Selected form over 300 responses to global call for proposals, the studies vary in terms of their setting, breadth of scope and time span.

“We thought to ourselves, what case studies are out in the world that have focussed on these areas and have nailed the dot and have really proved that they bended the curves on preventable deaths or have really improved health and well-being. So, then, we did a broad call for proposals on the six thematic areas. We got over 310 proposals with countries mentioning their acts and initiatives. We put together a Global Steering Committee that assessed these proposals and filtered them down to 70 based on their relevance,” shared Fogstad with Delhi Post.

“Because, we were looking for projects that could be scaled up, some of them didn’t make the cut because they were yet to even start,” she added.


Also read: ASHAs, MLPs and betterment of primary healthcare

While Chile Crece Contigo (Chile Grows with You, ChCC) is a comprehensive social protection policy focussed on prenatal period and on children aged 0-4 years, Cambodia’s ID-Poor is a collaborative effort between education, health, agriculture among others to ensure identification of poor households in need. Similarly, Malawi has a toll-free hotline for access to health and nutrition information and Malaysia has subsidised human papillomavirus (HPV) to immunise women against cervical cancer. Sierra Leone’s participatory radio programme has sensitised communities during the Ebola virus while despite instability, Afghanistan has shown progress in access to primary health services.

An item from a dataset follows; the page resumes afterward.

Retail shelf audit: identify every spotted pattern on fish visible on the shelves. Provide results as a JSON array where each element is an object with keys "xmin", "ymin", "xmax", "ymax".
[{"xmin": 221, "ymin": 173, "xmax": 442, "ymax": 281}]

According to the series, there are four key takeaways. Firstly, as with the universality of the SDGs, multisectoral collaboration has ‘relevance across diverse geographical, economic, social, cultural, and historical contexts and – crucially – the modalities employed are remarkably similar across settings’. “There is knowledge base to share on what works in multisectoral collaborations,” according to the series.

“Also, the case studies show the “dynamic” and “evolving nature” of multisectoral collaboration.”

Thirdly, they aim at disrupting “business as usual” arrangements and replacing them with “intentional, innovative actions” framed in a way that multiple sectors can contribute. And lastly, allowing the projects to scale up can help development partners and governments to learn from each other.

“These 12 are the cornerstone of the theme of this partnership forum. It is what has worked cross-sectoral that has been scaled up in some way to bend the curve of preventable deaths and heighten the well-being,” Fogstad told Delhi Post.